Dickey II presented almost identical facts to those presented here. In that case, Dickey pled guilty to felony theft. At sentencing, his PSI report listed a 1992 juvenile adjudication for burglary, which the sentencing court classified as a person felony. Dickey did not object to his criminal history score or PSI report at sentencing. On appeal, he challenged the classification of the prior adjudication as a person felony as a violation of his Sixth Amendment rights established by the United States Supreme Court in
7 Descamps and Apprendi. The court found that the 1992 burglary statute under which Dickey had previously been adjudicated did not require evidence that the burglarized structure was a dwelling. Dickey II, 301 Kan. at 1039. The court noted that the distinction between person and nonperson crimes did not exist when Dickey was adjudicated but after the KSGA was enacted in 1993, a burglary had to be of a "dwelling" in order to be classified a person felony. 301 Kan. at 1039; see K.S.A. 2015 Supp. 21-6811(d).
The Dickey II court ultimately held the sentencing court was constitutionally prohibited from making a factual determination that the prior burglary adjudication involved a dwelling. The court's improper determination in that regard necessarily resulted in misclassification of the prior adjudication as a person offense. This, in turn, increased Dickey's criminal history score and resulted in an illegal sentence that did not comply with the applicable statutory provision regarding the term of punishment authorized. Dickey II, 301 Kan. at 1020-21.
Like the facts in Dickey II, the burglary statute in effect at the time McCarley committed the 1989 burglary did not contain the dwelling element required to classify the crime as a person felony. See K.S.A. 21-3715 (Ensley 1988). Under the legal principles set forth in Dickey II, then, we conclude the sentencing court violated McCarley's constitutional right by finding the 1989 burglary involved a dwelling.

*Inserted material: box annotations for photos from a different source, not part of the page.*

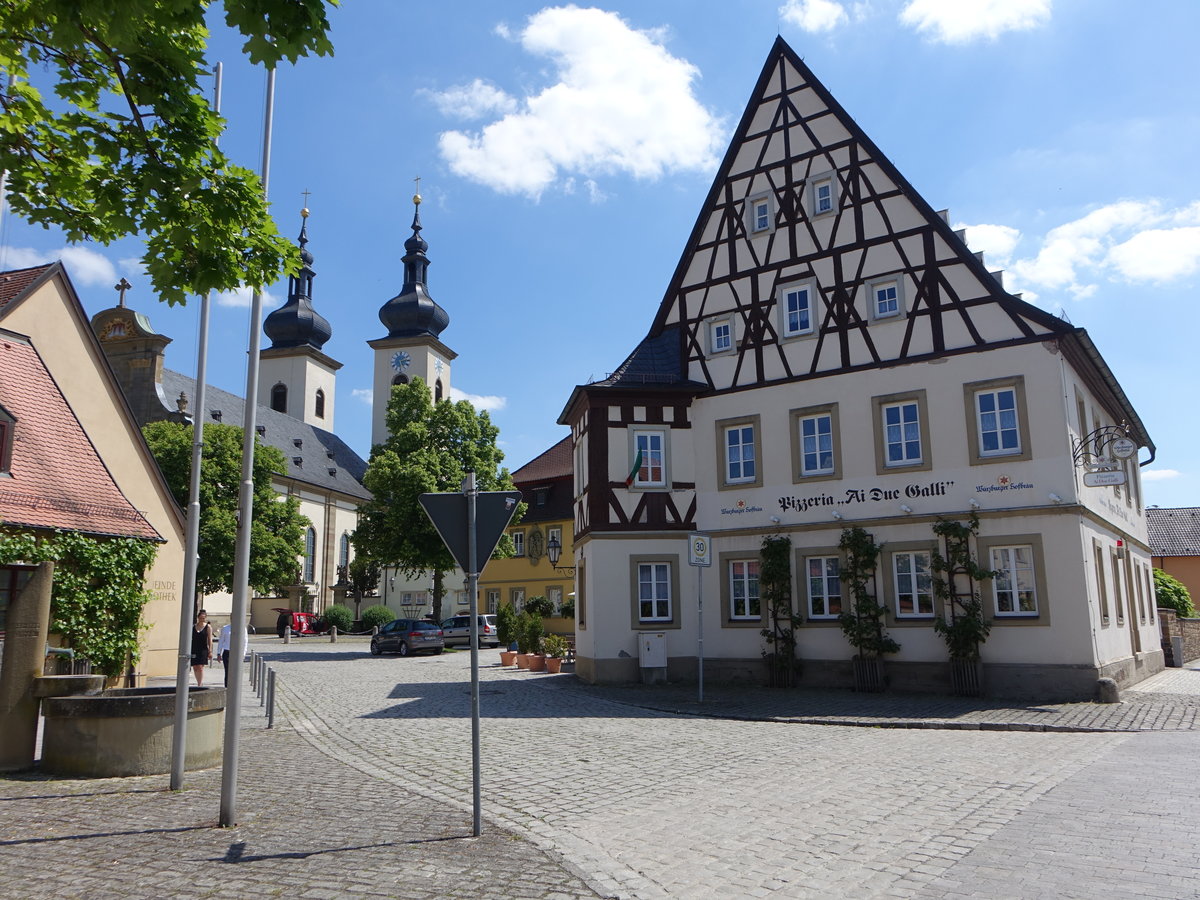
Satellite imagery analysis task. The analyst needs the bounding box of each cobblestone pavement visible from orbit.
[0,637,1200,900]
[0,668,596,900]
[264,642,1200,898]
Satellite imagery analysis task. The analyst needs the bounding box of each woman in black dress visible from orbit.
[192,610,212,688]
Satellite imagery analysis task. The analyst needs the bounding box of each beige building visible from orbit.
[559,38,1163,697]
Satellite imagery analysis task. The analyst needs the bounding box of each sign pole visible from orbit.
[463,472,482,838]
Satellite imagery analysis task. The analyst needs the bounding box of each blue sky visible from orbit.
[0,0,1200,506]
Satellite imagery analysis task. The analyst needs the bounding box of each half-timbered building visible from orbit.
[559,38,1163,696]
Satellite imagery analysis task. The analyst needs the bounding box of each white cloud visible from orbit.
[900,0,1051,43]
[0,246,117,287]
[955,200,1200,300]
[421,78,517,119]
[1141,469,1180,481]
[779,0,846,32]
[439,6,721,198]
[1109,227,1200,282]
[450,388,509,413]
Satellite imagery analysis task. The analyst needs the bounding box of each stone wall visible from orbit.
[1158,608,1200,667]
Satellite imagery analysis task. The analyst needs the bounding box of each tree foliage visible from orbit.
[0,532,158,676]
[352,378,524,619]
[0,0,338,304]
[142,422,310,594]
[1154,569,1196,619]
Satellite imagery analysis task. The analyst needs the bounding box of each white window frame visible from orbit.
[869,285,904,319]
[726,559,762,622]
[746,193,775,235]
[721,422,758,485]
[974,385,1022,456]
[892,550,935,619]
[809,172,838,218]
[708,316,733,356]
[989,544,1036,624]
[880,398,925,469]
[796,412,838,478]
[778,281,817,338]
[804,553,842,622]
[629,428,667,487]
[637,560,674,622]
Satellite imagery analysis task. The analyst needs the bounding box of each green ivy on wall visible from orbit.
[0,532,158,676]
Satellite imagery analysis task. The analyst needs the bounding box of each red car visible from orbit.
[272,606,320,637]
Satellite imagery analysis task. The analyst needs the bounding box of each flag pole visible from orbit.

As a result, the sentencing court erroneously misclassified that prior burglary as a person felony for purposes of calculating McCarley's criminal history score, which resulted in an illegal sentence that did not comply with the applicable statutory provision regarding the term of punishment authorized.
Based on the discussion above, we vacate the sentence imposed and remand the matter to the district court with directions to reclassify the 1989 burglary as a nonperson offense, recalculate McCarley's criminal history score based on reclassification, and then resentence McCarley based on that recalculated criminal history score.